Wide Range of Approaches
There is no standard approach to age-based screening or assessment programs, which vary considerably on at least three variables.
- Age threshold. At UPMC, the age-based screening policy triggers when a physician or advanced practice provider reaches age 70 or will turn 70 during the upcoming appointment or reappointment interval. At Stanford Hospital & Clinics, practitioners who are 75 years old are asked to have a peer clinical skills assessment and physical and cognitive screenings every two years. At Cooper University Hospital in New Jersey, physicians' cognitive abilities must be assessed at age 72. The Society of Surgical Chairs, meanwhile, recommends mandatory cognitive and psychomotor testing of surgeons by at least age 65.
- Screening process. Some health systems do in-house screenings, while others outsource to other organizations, such as UCSD's Physician Assessment and Clinical Education program, to conduct late-career health screenings. Institutions that use UCSD send physicians to San Diego for a physical examination; a cognitive screening using two instruments—the Microcog and the Montreal Cognitive Assessment; and, if the practitioner performs procedures, a fine motor-skills test.
There is no cut-off score that determines that a provider is competent to practice independently, Dr. Bazzo said. Rather, neuropsychologist (and AAN member) William Perry, PhD, vice chair of the UCSD department of psychiatry, reviews and interprets each neurocognitive screening report to determine whether more in-depth testing for diagnostic purposes is recommended.
At UPMC, by contrast, physicians and advanced practice practitioners covered by the age-based screening policy must notify the credentialing committee who will be conducting the physical examination and cognitive assessment they obtain on their own. “Obviously, that would give us an opportunity to make sure that the person who is going to do any part of the assessment was qualified and did not have any conflicts,” Dr.

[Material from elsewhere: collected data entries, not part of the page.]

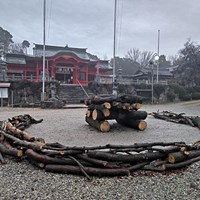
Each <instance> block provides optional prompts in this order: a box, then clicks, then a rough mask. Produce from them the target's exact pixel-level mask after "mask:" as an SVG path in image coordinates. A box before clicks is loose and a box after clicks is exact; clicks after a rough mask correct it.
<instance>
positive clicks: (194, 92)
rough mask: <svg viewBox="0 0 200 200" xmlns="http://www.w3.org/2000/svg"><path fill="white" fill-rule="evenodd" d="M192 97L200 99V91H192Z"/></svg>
mask: <svg viewBox="0 0 200 200" xmlns="http://www.w3.org/2000/svg"><path fill="white" fill-rule="evenodd" d="M192 99H193V100H197V99H200V92H194V93H192Z"/></svg>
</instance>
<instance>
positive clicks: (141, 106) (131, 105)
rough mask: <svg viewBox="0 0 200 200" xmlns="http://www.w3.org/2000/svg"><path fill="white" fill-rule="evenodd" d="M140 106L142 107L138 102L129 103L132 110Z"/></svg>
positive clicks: (139, 106) (137, 109) (140, 104)
mask: <svg viewBox="0 0 200 200" xmlns="http://www.w3.org/2000/svg"><path fill="white" fill-rule="evenodd" d="M141 107H142V104H140V103H133V104H131V109H132V110H139V109H140V108H141Z"/></svg>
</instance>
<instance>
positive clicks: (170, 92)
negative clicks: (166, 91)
mask: <svg viewBox="0 0 200 200" xmlns="http://www.w3.org/2000/svg"><path fill="white" fill-rule="evenodd" d="M175 98H176V94H175V93H174V92H168V93H167V100H168V101H171V102H173V101H174V100H175Z"/></svg>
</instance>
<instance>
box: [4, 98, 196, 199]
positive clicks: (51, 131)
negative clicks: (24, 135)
mask: <svg viewBox="0 0 200 200" xmlns="http://www.w3.org/2000/svg"><path fill="white" fill-rule="evenodd" d="M141 110H146V111H147V112H155V111H157V110H159V111H163V110H168V111H173V112H176V113H183V112H184V113H185V114H186V115H200V114H199V113H200V101H192V102H184V103H174V104H162V105H160V104H158V105H143V106H142V109H141ZM85 112H86V108H82V109H80V108H79V109H62V110H57V109H56V110H43V109H39V108H0V120H7V119H8V118H10V117H13V116H15V115H20V114H30V115H31V116H32V117H34V118H35V119H41V118H42V119H44V121H43V122H42V123H40V124H35V125H32V126H31V127H30V128H29V129H27V131H28V132H30V133H31V134H33V135H35V136H36V137H42V138H44V139H45V141H46V142H60V143H62V144H64V145H66V146H75V145H76V146H95V145H105V144H108V143H109V144H122V145H123V144H133V143H136V142H160V141H162V142H174V141H184V142H186V143H188V144H190V143H193V142H195V141H197V140H200V130H199V129H198V128H194V127H190V126H187V125H181V124H173V123H171V122H166V121H162V120H158V119H155V118H153V117H151V116H149V117H148V118H147V120H146V121H147V124H148V127H147V129H146V130H144V131H142V132H140V131H136V130H133V129H130V128H126V127H122V126H120V125H118V124H116V123H115V121H110V122H111V124H112V125H111V130H110V132H108V133H100V132H98V131H96V130H95V129H93V128H92V127H89V126H88V125H87V124H86V122H85V119H84V115H85ZM6 161H7V164H5V165H1V166H0V180H1V181H0V199H2V200H4V199H5V200H11V199H12V200H13V199H37V200H40V199H41V200H43V199H50V200H51V199H52V200H54V199H55V200H56V199H62V200H63V199H70V200H71V199H72V200H75V199H76V200H79V199H87V200H96V199H97V200H105V199H109V200H115V199H116V200H118V199H119V200H126V199H127V200H128V199H129V200H132V199H133V200H134V199H136V200H138V199H139V200H140V199H141V200H143V199H147V200H148V199H152V200H154V199H159V200H160V199H168V200H171V199H175V200H179V199H180V200H182V199H185V200H186V199H187V200H188V199H192V200H193V199H194V200H197V199H199V200H200V162H197V163H194V164H192V165H190V166H189V167H188V168H187V169H182V170H179V171H174V172H170V173H154V172H140V171H137V172H135V173H134V174H133V175H132V176H129V177H113V178H105V177H104V178H98V177H93V180H92V181H88V180H87V179H86V178H85V177H81V176H75V175H66V174H53V173H47V172H45V171H44V170H40V169H38V168H36V167H34V166H33V165H31V164H29V163H28V162H27V161H25V160H24V161H22V162H16V161H14V160H11V159H10V158H6Z"/></svg>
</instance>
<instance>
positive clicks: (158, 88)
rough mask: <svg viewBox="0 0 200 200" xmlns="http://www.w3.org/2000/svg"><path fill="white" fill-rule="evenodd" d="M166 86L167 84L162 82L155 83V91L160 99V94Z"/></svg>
mask: <svg viewBox="0 0 200 200" xmlns="http://www.w3.org/2000/svg"><path fill="white" fill-rule="evenodd" d="M165 88H166V86H165V85H161V84H155V85H154V92H155V94H156V95H157V97H158V99H159V98H160V95H161V94H162V93H164V92H165Z"/></svg>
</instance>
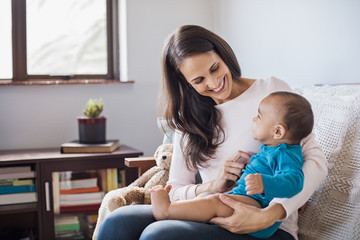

Yealy said.
The credentialing committee requires a specific tool for the cognitive assessment. The physical examination must look for “physical impairment that might impact an ability to function in whatever type of physician you are, whether it's a cognitive specialty and/or procedural specialty,” Dr. Yealy said.
- Screening instrument. Neuropsychologists who conduct cognitive screens of late-career physicians use a variety of instruments. “There is no single measure that is accepted by all,” Dr. Perry said.
Dr. Perry and other neuropsychologists who are most active in late-career physician screening convened last year to discuss the tools available and agreed that the MicroCog is the best option because it has been normed on physicians. Acknowledging that the instrument has some limitations, Dr. Perry said it is not used to diagnose a specific condition, but rather to determine whether a more in-depth evaluation is needed.
“The idea is not to use the MicroCog to remove people from practice,” he said. “The idea is to catch something before it's extreme and problematic because then a physician is able to make changes to their practice.”